The true killer feature in my book is the compression: I get ~93% for my largest...

srcreigh · on Feb 28, 2023

PG arrays also compressed on disk. It may not be all that different than timescale. So ya if you store data in ts|id|value row format, it’s 70GB, but id|values array the values array is all compressed. I’ve seen 40x disk size reduction in practice using this method.

wswope · on Feb 28, 2023

I’m surprised by that 40x - I remember benchmarking TOAST compression and being very underwhelmed by the savings (I believe it took me from ~60GB to ~20GB).

What sorta impact does that schema have on insert performance? I would expect the DB to have to rewrite the entire array on every update, though that cost could be mitigated by chunking the arrays.

Are you ditching timestamps and assuming data is evenly spaced?

srcreigh · on March 1, 2023

In a real-life situation where I tried this the keys were very wide, compound, with text keywords. That's where most of the savings came from since before each row was mostly key and not very much actual associated data.

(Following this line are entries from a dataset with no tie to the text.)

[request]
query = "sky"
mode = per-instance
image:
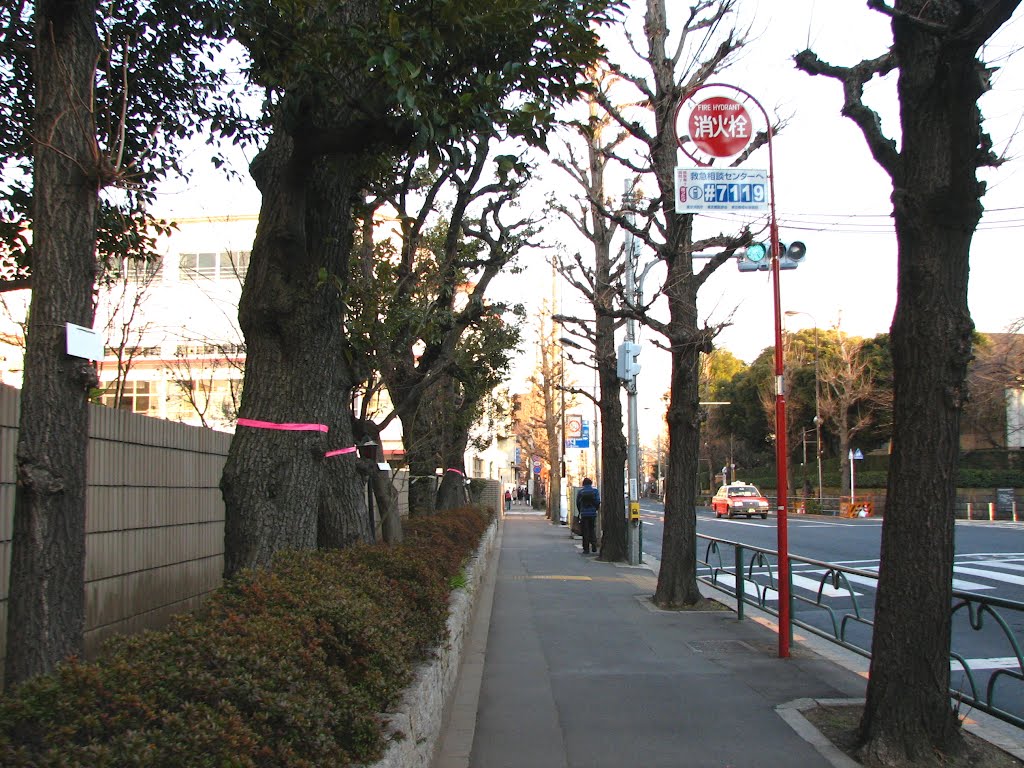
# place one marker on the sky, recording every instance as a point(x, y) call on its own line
point(829, 194)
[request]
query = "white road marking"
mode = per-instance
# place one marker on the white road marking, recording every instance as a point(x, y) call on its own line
point(996, 663)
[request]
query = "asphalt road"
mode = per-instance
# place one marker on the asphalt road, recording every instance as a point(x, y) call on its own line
point(989, 561)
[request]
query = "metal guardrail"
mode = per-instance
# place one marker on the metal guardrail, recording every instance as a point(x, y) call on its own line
point(754, 570)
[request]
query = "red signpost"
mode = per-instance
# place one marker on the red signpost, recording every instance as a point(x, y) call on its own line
point(721, 127)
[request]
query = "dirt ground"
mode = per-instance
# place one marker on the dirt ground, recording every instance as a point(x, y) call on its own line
point(839, 726)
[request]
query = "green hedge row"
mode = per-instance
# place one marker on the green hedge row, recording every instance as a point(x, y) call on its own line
point(285, 667)
point(966, 478)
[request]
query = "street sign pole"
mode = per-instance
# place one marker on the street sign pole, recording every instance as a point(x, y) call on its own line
point(719, 127)
point(633, 513)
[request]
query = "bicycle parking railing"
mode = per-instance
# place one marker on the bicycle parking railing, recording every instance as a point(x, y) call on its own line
point(753, 573)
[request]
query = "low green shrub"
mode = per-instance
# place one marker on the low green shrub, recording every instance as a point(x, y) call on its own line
point(291, 666)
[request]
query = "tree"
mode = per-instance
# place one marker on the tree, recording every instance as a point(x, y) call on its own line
point(46, 609)
point(80, 118)
point(849, 396)
point(376, 85)
point(704, 46)
point(997, 367)
point(936, 207)
point(529, 429)
point(434, 295)
point(550, 380)
point(598, 286)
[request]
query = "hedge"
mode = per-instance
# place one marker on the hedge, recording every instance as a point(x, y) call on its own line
point(291, 666)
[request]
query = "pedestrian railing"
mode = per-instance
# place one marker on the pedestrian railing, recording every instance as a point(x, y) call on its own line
point(837, 611)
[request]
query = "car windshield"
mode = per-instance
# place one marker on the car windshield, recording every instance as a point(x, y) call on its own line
point(743, 491)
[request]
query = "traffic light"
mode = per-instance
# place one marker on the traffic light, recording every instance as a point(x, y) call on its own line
point(627, 367)
point(792, 255)
point(757, 256)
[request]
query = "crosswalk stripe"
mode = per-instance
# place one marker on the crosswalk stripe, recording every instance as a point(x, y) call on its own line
point(993, 574)
point(996, 663)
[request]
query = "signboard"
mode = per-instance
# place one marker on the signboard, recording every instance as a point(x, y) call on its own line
point(720, 127)
point(1005, 503)
point(583, 441)
point(701, 189)
point(84, 342)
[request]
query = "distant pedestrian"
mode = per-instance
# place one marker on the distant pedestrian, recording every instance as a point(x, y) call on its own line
point(588, 502)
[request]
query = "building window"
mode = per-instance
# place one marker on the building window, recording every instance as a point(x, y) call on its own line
point(136, 397)
point(221, 266)
point(142, 272)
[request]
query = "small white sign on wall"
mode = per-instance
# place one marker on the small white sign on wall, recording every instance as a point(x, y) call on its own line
point(84, 342)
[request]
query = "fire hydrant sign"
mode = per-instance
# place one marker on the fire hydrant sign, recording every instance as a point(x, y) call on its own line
point(720, 126)
point(702, 189)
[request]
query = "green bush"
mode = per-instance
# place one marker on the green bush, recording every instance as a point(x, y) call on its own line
point(291, 666)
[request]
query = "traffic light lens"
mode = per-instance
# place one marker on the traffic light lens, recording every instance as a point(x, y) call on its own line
point(757, 252)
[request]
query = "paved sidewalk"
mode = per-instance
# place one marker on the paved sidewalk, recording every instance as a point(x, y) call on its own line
point(569, 665)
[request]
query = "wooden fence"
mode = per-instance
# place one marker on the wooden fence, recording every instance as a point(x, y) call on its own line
point(155, 518)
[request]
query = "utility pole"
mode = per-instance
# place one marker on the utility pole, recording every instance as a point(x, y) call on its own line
point(632, 257)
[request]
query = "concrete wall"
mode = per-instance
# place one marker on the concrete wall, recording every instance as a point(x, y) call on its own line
point(155, 518)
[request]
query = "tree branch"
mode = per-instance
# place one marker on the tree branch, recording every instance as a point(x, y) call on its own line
point(853, 79)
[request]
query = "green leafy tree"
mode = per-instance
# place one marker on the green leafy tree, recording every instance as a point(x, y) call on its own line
point(81, 115)
point(351, 87)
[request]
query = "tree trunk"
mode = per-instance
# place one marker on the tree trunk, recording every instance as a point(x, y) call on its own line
point(936, 208)
point(613, 524)
point(292, 324)
point(46, 607)
point(677, 582)
point(421, 452)
point(387, 505)
point(343, 516)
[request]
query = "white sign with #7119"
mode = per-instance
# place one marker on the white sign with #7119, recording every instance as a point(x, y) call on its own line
point(701, 189)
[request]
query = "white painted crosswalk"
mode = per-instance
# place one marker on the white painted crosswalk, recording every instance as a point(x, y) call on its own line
point(986, 573)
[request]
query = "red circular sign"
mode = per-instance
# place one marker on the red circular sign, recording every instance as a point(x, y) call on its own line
point(720, 127)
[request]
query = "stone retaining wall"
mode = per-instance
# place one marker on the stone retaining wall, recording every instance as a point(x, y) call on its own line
point(418, 720)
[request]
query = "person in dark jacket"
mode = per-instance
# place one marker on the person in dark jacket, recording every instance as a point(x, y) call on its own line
point(588, 502)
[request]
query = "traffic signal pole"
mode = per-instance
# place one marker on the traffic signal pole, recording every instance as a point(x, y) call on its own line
point(720, 127)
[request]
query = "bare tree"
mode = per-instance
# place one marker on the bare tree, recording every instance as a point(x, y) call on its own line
point(996, 369)
point(850, 396)
point(123, 297)
point(675, 65)
point(598, 286)
point(936, 207)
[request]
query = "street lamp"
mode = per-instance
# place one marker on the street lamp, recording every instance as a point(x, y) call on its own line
point(817, 401)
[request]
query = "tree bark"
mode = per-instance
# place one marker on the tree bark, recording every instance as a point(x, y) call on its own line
point(46, 608)
point(613, 524)
point(292, 321)
point(936, 209)
point(677, 582)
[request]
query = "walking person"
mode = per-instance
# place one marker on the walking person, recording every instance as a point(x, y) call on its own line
point(588, 502)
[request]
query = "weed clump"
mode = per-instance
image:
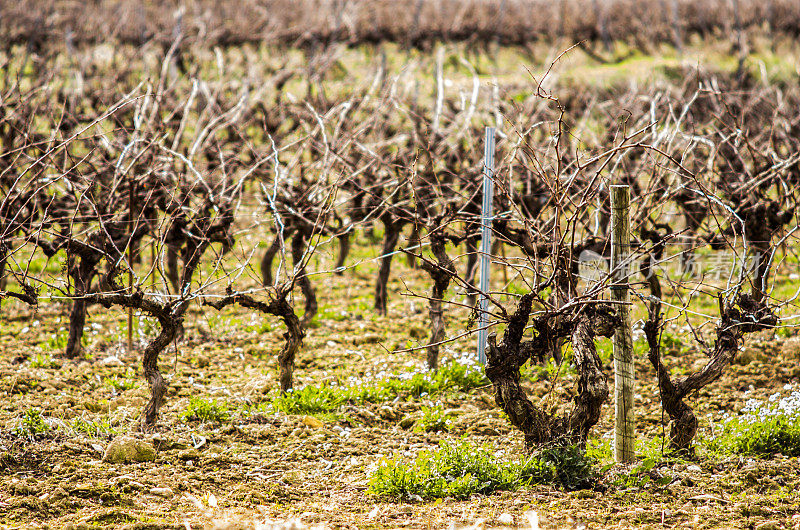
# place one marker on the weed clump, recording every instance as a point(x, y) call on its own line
point(310, 400)
point(764, 428)
point(461, 469)
point(434, 419)
point(328, 398)
point(206, 411)
point(32, 424)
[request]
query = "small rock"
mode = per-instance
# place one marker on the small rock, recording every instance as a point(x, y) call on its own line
point(124, 449)
point(367, 338)
point(312, 422)
point(202, 361)
point(112, 360)
point(162, 492)
point(506, 519)
point(387, 413)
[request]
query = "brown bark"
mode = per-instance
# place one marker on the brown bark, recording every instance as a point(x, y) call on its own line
point(390, 238)
point(280, 307)
point(440, 273)
point(746, 315)
point(580, 327)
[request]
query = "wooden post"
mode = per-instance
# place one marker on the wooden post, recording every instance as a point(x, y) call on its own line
point(624, 374)
point(130, 261)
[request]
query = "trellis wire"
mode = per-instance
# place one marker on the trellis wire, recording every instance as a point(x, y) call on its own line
point(486, 242)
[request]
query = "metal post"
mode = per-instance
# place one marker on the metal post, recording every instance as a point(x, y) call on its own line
point(486, 242)
point(130, 260)
point(624, 374)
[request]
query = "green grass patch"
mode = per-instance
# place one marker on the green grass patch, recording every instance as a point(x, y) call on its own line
point(43, 361)
point(93, 428)
point(462, 469)
point(206, 410)
point(434, 419)
point(31, 424)
point(328, 398)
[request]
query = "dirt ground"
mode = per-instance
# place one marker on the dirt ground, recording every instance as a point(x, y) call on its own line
point(256, 470)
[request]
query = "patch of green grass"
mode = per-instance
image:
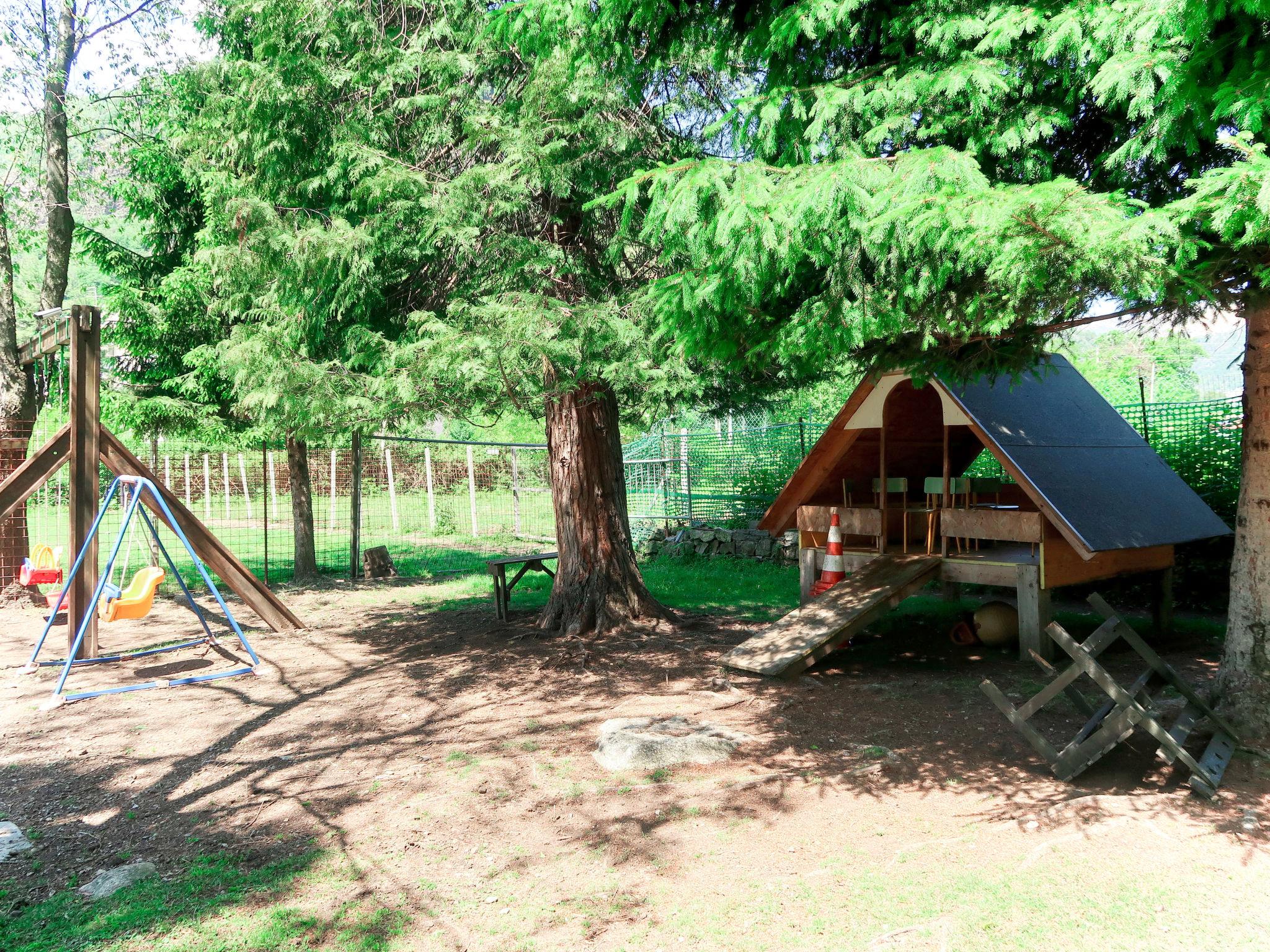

Sorry to mislead you about TOAST compression.

It was daily data too, literally 10 or more orders of magnitude less ingestion than Timescale is built for, so the arrays fit inside 1-2 postgres pages and so writing was absolutely not a problem every for 5-10 years of data.

Timescale may be the right solution when you need, I quote from their docs, "Insert rates of hundreds of thousands of writes per second", or somewhere within a few orders of magnitude of that. Good for the niche, but the niche is uncommon.

Yes ditching timestamps. The full row configuration used amazon keywords as keys, so they looked something like start_date|end_date|company_id|keyword_match_type|keyword_text|total_sales_by_day. They match_type and keyword text were like 40 bytes per row, so that's where the huge savings came from.

The data was assumed to be contiguous, aka there's end_date-start_date+1 entries in the total_sales_by_day array.

If this data were in Timescale, the giant keys would be compressed on disk, but I believe (would need to check) that there would be a lot of noise in memory/caches/processing after decompressing while processing the rows.

Anyway, in conclusion, I do think Timescale has its niche uses, but I've seen a lot of people think they have time series data and need Timescale when they really just have data that is pre-aggregated on a daily or even hourly basis. For these situations Timescale is overkill.

wswope · on March 1, 2023

Yeah, fully agreed with the overall thesis. Postgres is quite capable straight out of the box.

I really like the idea of TOAST compression as an archival format too for big aggregates - I’ll have to check out the performance of a (grouping_id, date, length_24_array_of_hourly_averages) schema next time I get an excuse.